Uma nova regra do Ministério do Trabalho e Emprego (MTE) que obriga as empresas a monitorar riscos à saúde mental dos funcionários entra em vigor no próximo dia 26. A medida, que reformula a Norma Regulamentadora nº 1 (NR-1), tem gerado preocupação em entidades empresariais. Elas alegam falta de clareza na aplicação das regras, risco de judicialização e possíveis prejuízos para pequenos negócios.
A norma foi baixada pelo MTE em 2024 e exige que as empresas realizem uma avaliação preliminar das condições de saúde mental dos trabalhadores. Também é necessário identificar e eliminar potenciais riscos psicossociais no ambiente de trabalho.
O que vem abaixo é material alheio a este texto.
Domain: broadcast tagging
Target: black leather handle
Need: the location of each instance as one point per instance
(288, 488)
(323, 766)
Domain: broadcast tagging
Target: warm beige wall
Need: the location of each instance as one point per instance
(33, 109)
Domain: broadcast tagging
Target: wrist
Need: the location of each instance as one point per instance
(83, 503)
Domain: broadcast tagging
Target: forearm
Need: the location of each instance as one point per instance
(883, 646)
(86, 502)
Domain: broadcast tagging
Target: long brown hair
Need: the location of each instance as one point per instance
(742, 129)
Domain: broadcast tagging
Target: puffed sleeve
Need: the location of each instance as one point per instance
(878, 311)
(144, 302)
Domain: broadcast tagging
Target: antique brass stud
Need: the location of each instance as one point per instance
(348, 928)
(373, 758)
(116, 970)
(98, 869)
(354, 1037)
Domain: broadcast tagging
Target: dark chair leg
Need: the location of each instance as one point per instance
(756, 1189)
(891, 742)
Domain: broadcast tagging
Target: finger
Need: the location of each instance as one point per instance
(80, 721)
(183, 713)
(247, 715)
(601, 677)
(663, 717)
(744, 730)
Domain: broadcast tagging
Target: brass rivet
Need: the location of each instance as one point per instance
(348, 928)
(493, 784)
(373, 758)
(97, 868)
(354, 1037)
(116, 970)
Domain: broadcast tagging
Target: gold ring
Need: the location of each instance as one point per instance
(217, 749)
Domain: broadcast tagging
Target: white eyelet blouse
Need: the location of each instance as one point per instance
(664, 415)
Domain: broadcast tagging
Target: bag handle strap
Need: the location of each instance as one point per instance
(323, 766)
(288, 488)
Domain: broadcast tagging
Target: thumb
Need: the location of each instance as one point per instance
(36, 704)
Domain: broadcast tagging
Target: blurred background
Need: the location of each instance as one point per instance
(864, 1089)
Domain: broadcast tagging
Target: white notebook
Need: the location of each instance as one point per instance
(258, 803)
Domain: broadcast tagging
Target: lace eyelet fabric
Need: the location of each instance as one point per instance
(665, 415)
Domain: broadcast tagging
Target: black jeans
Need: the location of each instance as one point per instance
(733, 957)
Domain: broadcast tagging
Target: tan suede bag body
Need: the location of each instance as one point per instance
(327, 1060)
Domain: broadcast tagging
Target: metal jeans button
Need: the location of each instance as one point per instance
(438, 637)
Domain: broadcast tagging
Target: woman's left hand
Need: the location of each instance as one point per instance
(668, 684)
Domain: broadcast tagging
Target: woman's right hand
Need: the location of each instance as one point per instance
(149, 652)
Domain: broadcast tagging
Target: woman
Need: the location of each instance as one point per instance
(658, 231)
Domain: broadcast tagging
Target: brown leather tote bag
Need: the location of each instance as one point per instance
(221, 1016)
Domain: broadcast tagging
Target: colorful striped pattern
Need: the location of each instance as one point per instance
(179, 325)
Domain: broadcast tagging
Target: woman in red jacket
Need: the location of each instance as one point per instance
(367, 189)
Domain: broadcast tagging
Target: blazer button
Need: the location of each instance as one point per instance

A NR-1 já gerenciava riscos laborais como perigos químicos, físicos e biológicos, mas os fatores psicossociais foram incluídos no ano passado por meio de uma portaria.
O ministro Luiz Marinho (Trabalho) afirmou que não pretende adiar novamente a entrada em vigor da norma, que já havia sido adiada em 2024. A mudança permite que auditores-fiscais do trabalho avaliem a gestão da saúde mental nas empresas, sem distinção entre pequenas e grandes organizações.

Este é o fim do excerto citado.